To my mind, mass retailers
are among the most public examples of emailers who don't get the concept of not boring the reader. I went into my inbox to look at some examples, and was shocked to see how prevalent a mass
marketing mentality is across the retail channel. Many of the names we love to shop with are treating their messages like Sunday newspaper supplements.
I enjoy shopping at Restoration
Hardware stores, but I really don't want to hear from them almost every day (they sent me 21 messages in the month of May). So, like many of their customers, I just tune them out; I don't even see
their messages any more. They are not alone. Many top-line retailers, whose stores I like shopping in, bombard my inbox with their blast concept of email marketing. During the same time period I
received 16 messages from Talbots (I made a purchase for my wife), nine from Williams-Sonoma, eight from J. Crew, 12 from J. Jill and 11 from Nordstrom. These are just the few that I looked at, not
all messages from retailers that made it into my inbox.

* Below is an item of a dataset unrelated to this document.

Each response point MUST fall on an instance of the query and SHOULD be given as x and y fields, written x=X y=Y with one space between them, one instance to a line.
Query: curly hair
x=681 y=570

I've targeted the retail set in this discussion because they seem to be the biggest offenders of this blast concept these days. They
are by no means the only firms that mail their lists too often. I know that the economy is tight, and they want to get consumers into their stores, or buying from them online, but at what
cost?
None of these firms are bad marketers, so I'm guessing they have done some testing to show them that this frequency is good for them, but are they potentially losing more sales that they
might have gained if they were targeting with relevant offers? In my mind the tests are only valuable if you are testing them against something more targeted. If you're mailing the same message with
two different subject lines, it isn't so much a test of effectiveness, but a test of which message is the least "not effective." Additionally, they are "polluting the stream," so to speak, by
over-mailing, which changes consumer's perspective of email, ultimately impacting every company's ability to reach that consumer.
What happens to your messages when you mail too often? You
change consumer behavior. First they screen you out, then they are likely to ignore you. They might set up filters to filter you off into inbox purgatory, or they might set up a separate account for
all commercial messages. In all these situations, retailers lose -- because they can no longer use email to reach this audience.. And consumer lose because they don't receive relevant offers from a
retailer they like doing business with.
As marketers we often have an overinflated sense of our product or company's worth in the eyes of an email recipient. Before you hit the send button
for your next campaign, put yourself in the recipient's shoes and ask yourself how the message will be perceived. If you can't see solid value in it -- something that will excite, entice, generate
buzz, create interest, or grab attention -- go back to the drawing board.
For success, your message has to deliver meaningful or interesting content in a timely manner that is not intrusive.
Fundamentally it needs to answer the age-old question, WIIFM (what's in it for me), to have a chance in today's marketplace. If you can't honestly answer when you examine it, perhaps it is time for a
change. The reality is, you can buy and send all of the email messages you want, but you can't buy attention.